Time to stop pruning oaks

The safe period to prune oaks is over, according to the Department of Natural Resources. With recent warm temperatures, oaks in most of Minnesota are now at risk of becoming infected with oak wilt.

Oak wilt is a fungal disease that kills oaks. It is spread in part by a beetle that is attracted to sap seeping from a fresh wound on an oak. Oaks can become infected with oak wilt if they are trimmed or damaged when the fungus is present and the beetle is active. This high risk period usually runs from April through July.

“A majestic red oak that took more than a hundred years to grow can be killed within weeks after becoming infected with oak wilt,” said Brian Schwingle, DNR forest health specialist. “So don’t prune your oaks from April through July.”

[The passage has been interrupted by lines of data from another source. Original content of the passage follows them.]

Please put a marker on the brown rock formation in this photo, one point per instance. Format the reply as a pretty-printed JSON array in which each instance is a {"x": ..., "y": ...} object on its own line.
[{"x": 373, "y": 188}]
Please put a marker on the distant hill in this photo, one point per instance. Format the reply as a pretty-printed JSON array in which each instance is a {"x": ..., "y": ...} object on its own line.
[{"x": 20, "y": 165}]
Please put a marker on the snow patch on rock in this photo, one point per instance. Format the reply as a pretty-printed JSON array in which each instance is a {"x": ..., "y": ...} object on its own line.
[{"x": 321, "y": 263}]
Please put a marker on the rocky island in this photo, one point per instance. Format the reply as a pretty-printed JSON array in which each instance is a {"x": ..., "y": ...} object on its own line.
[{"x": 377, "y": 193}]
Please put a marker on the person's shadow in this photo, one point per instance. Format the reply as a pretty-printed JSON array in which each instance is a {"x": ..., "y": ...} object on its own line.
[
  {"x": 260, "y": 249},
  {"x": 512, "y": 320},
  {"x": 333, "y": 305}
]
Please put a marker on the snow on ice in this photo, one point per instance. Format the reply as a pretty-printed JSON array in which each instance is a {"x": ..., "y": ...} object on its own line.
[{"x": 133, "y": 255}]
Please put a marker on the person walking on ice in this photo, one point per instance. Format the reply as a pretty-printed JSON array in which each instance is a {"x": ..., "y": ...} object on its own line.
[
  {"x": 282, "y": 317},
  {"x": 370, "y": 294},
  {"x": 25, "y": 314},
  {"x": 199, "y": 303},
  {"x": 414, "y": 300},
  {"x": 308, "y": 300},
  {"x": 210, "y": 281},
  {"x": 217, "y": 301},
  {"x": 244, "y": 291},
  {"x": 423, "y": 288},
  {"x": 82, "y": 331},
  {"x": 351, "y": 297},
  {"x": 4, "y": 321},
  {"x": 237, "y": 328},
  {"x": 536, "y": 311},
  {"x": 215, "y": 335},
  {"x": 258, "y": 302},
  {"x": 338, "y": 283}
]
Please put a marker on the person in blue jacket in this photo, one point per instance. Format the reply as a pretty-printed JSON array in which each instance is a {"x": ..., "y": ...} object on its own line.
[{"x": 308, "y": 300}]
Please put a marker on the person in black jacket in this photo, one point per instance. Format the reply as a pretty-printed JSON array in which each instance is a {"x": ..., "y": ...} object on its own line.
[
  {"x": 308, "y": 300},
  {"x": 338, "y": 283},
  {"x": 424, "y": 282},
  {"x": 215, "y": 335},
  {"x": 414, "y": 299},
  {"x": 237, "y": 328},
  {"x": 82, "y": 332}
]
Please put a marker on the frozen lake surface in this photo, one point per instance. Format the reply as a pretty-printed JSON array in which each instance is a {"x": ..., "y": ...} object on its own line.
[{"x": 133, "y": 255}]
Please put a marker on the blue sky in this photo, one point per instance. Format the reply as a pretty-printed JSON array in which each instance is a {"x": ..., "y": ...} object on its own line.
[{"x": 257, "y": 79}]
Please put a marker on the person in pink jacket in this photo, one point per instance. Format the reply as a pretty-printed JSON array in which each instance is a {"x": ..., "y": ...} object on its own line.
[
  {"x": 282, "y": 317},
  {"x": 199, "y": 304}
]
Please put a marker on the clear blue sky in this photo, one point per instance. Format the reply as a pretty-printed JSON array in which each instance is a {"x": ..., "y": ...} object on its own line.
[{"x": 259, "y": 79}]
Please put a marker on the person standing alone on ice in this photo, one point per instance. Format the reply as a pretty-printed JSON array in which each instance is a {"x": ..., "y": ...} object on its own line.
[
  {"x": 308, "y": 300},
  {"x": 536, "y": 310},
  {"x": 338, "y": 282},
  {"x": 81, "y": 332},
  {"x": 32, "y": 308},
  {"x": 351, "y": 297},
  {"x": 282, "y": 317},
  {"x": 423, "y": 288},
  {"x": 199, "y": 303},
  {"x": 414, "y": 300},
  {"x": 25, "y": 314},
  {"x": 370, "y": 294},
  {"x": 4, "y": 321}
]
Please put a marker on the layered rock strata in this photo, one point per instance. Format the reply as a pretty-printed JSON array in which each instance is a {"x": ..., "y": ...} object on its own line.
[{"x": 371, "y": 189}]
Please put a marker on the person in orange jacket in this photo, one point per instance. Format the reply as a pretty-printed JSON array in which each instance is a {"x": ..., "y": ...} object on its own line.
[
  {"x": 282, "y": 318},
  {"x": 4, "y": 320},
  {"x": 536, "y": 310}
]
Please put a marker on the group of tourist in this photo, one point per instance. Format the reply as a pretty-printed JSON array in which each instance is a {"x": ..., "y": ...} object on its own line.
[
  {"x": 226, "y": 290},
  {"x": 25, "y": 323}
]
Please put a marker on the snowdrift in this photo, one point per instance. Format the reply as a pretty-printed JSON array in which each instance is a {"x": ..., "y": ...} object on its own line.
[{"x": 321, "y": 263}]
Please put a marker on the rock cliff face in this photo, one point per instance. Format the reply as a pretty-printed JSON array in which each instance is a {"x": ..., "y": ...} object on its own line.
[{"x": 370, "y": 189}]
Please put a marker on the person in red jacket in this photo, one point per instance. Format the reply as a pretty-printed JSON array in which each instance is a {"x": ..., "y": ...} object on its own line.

According to Schwingle, oak wilt spreads from infested trees to healthy trees in two ways—by beetles attracted to fresh wounds and the fungus moving between connected roots of nearby oaks.

To prevent the spread of oak wilt, follow these guidelines:
Trim oaks during the winter.

  • Avoid wounding or cutting oaks when sap beetles are active in spring and summer.
  • Immediately treat wounds with pruning paint during spring and summer months.
  • Prior to removing dead and diseased oaks, sever root connections to healthy trees by trenching around diseased trees with a vibratory plow.
  • Remove diseased oaks in the winter and destroy or treat wood before spring by debarking, chipping or drying the wood onsite.
  • To keep the wood for use, cover it with plastic and bury the edges from the following April through July to prevent insects from spreading the oak wilt fungus.

Oak wilt symptoms start in the tree’s crown and move downward. Trees in the red oak group can die within weeks of becoming infected while trees in the white oak group can take a year to many years to die. In Minnesota, black oak, northern pin oak and northern red oak belong to the red oak group, while bur oak, swamp white oak and white oak belong to the white oak group.